The fifth attempt felt a little forced, so I pulled the plug after that one.

So, to reflect, I wrote one story in my usual vein, a second with one foot out of the vein, a third with an eye on a different horizon, and a fourth that struck out toward that horizon and — by all accounts — seems to be resonating with folks who read it.  So now, I’ve got another prompt in front of me for the weekend, and I’m all in my own head, wondering if I need to write three junk stories before I get at the “real” one.  For that matter, I’m working on an extended short story and boy oh boy, does it feel awkward and forced.  Like I’m in touch with the central idea, and I’m enjoying the premise, but I can tell as I’m writing it that I’m not telling the story the right way.
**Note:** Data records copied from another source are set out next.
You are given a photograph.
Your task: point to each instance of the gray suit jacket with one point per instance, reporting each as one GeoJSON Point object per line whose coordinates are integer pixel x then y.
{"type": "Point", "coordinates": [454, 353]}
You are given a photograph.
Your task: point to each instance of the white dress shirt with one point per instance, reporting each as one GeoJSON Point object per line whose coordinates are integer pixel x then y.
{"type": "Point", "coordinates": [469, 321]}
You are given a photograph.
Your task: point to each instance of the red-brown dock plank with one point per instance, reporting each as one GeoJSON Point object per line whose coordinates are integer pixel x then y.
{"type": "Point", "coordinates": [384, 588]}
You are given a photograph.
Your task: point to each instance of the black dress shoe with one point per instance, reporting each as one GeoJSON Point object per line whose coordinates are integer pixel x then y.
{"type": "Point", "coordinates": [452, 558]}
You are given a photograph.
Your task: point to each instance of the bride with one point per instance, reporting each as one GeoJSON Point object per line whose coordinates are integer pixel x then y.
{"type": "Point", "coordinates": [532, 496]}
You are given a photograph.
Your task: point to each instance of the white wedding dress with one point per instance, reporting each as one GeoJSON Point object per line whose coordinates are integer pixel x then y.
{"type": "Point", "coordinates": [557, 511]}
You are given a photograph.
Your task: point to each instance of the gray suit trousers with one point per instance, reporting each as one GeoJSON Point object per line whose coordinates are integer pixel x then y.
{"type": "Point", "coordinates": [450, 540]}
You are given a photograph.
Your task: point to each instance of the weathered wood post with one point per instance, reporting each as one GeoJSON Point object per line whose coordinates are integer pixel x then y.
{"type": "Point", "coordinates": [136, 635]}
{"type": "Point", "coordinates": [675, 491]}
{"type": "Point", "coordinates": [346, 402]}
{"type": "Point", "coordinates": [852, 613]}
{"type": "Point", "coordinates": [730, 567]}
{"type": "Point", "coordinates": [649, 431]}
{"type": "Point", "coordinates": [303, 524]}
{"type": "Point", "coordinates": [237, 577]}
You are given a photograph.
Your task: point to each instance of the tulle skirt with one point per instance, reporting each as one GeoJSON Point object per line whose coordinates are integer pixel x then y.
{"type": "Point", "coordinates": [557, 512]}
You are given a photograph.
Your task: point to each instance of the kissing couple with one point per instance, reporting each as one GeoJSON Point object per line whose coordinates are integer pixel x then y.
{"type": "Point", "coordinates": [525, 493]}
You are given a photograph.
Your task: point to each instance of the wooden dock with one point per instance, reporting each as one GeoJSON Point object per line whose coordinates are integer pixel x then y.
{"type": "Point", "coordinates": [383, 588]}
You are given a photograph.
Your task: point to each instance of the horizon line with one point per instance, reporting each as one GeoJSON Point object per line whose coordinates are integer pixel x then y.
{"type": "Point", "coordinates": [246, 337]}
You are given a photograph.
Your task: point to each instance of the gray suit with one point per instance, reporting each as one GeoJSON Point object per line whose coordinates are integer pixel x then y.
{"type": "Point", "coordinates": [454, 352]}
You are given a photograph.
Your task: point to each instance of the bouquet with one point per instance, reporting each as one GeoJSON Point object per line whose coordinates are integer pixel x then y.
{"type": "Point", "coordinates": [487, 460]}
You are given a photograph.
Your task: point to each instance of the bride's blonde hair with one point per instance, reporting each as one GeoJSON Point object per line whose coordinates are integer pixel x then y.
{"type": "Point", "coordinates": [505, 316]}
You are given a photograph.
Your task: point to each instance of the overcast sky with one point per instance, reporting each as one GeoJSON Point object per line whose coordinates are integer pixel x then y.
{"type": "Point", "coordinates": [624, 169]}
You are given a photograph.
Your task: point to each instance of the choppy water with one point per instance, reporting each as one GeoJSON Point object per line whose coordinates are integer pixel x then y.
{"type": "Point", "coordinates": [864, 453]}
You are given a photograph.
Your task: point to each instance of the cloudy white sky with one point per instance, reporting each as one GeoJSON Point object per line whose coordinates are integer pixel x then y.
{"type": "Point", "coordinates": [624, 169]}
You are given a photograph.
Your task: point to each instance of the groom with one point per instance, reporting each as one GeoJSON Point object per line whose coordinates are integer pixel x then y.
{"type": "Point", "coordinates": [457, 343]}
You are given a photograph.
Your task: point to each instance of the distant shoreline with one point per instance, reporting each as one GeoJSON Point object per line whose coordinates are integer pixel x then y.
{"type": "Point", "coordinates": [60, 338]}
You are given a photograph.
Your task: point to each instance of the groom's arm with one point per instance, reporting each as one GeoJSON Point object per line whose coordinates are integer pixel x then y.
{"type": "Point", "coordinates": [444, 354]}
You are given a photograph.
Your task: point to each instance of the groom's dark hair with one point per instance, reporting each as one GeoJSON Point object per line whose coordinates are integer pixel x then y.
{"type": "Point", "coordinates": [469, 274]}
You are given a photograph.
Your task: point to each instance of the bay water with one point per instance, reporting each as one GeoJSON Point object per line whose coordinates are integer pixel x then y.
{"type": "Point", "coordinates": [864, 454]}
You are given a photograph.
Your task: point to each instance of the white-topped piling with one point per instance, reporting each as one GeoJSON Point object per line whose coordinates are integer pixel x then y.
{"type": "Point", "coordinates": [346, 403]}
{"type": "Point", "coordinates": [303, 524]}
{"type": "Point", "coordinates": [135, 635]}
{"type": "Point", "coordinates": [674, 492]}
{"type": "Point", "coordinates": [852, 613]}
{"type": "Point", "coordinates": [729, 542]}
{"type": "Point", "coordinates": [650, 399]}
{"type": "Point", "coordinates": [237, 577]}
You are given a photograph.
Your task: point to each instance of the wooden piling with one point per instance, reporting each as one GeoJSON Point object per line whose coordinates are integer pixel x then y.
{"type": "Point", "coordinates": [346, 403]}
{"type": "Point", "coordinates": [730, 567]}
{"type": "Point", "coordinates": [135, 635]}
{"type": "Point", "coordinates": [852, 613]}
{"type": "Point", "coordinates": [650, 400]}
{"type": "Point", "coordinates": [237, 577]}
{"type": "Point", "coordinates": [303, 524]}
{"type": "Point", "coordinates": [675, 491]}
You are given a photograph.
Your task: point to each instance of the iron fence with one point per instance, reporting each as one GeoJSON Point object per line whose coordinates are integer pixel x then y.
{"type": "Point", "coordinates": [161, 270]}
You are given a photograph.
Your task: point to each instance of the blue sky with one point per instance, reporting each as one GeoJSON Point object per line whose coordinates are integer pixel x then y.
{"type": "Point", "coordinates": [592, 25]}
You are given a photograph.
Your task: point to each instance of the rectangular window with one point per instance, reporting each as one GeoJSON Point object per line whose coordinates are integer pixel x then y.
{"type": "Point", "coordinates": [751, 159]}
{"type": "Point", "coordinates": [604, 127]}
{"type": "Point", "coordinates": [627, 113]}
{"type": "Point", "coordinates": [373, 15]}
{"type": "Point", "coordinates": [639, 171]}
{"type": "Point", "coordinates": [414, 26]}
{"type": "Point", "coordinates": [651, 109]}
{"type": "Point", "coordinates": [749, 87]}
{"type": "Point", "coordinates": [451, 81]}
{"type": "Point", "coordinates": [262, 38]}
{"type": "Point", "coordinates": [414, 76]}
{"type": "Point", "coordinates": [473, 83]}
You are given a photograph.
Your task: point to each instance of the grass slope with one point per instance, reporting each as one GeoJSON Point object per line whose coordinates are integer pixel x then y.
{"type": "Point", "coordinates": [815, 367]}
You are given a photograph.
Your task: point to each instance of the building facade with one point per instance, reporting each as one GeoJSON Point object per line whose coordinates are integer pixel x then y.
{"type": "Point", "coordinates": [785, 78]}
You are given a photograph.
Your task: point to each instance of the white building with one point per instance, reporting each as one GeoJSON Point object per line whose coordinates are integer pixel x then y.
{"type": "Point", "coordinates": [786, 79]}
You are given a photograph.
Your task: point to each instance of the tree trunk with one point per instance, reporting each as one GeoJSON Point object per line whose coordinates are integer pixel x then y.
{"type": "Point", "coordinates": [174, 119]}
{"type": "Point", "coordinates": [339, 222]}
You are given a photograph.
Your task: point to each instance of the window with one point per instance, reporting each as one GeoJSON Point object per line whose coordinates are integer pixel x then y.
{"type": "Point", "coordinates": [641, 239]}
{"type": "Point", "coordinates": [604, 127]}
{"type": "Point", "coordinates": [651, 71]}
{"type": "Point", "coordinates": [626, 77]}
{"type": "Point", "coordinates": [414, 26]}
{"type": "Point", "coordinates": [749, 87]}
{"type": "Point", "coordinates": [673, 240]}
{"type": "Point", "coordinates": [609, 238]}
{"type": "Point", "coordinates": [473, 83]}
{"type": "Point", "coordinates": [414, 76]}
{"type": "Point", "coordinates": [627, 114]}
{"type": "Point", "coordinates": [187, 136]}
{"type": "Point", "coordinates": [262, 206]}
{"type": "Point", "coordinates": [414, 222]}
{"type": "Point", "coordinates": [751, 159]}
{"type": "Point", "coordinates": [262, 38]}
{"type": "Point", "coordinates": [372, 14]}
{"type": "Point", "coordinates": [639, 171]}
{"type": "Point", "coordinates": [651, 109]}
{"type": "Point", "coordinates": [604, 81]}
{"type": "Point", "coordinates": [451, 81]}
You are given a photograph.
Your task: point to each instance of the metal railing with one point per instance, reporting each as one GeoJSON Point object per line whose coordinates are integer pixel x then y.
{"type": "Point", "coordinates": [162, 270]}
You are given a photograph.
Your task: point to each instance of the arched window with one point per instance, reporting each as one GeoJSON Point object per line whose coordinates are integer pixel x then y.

Do I need a few crap attempts at the topic to “clear the pipes” so that I can get down to writing the story that I want to write?  If so, how far do I have to carry those stories out?  When I wrote Rejected v1, it felt like a pretty good story to me, but in retrospect I can see that it’s awfully derivative.  The current version of Powdered Chaos, at about 30% completion, already feels crap.  Do I need to carry it to is conclusion before I take another stab at it?  Or, having written about 4000 words on it already, can I legitimately realize it’s crap and start over without crashing my creative process?

In short, just what the hell is my creative process anyway?  This is seriously bugging me, and it’s bogging down my writing hard while I’m trying to carry my momentum through this lull before I jump into editing Accidentally Inspired.

Need to figure this out.  Anybody else have anxiety like this about your drafts?  How do you attack it?  Do I just write the crap to clear the pipes or do I resist the urge to waste time on the crap and hold out for the good ideas to strike?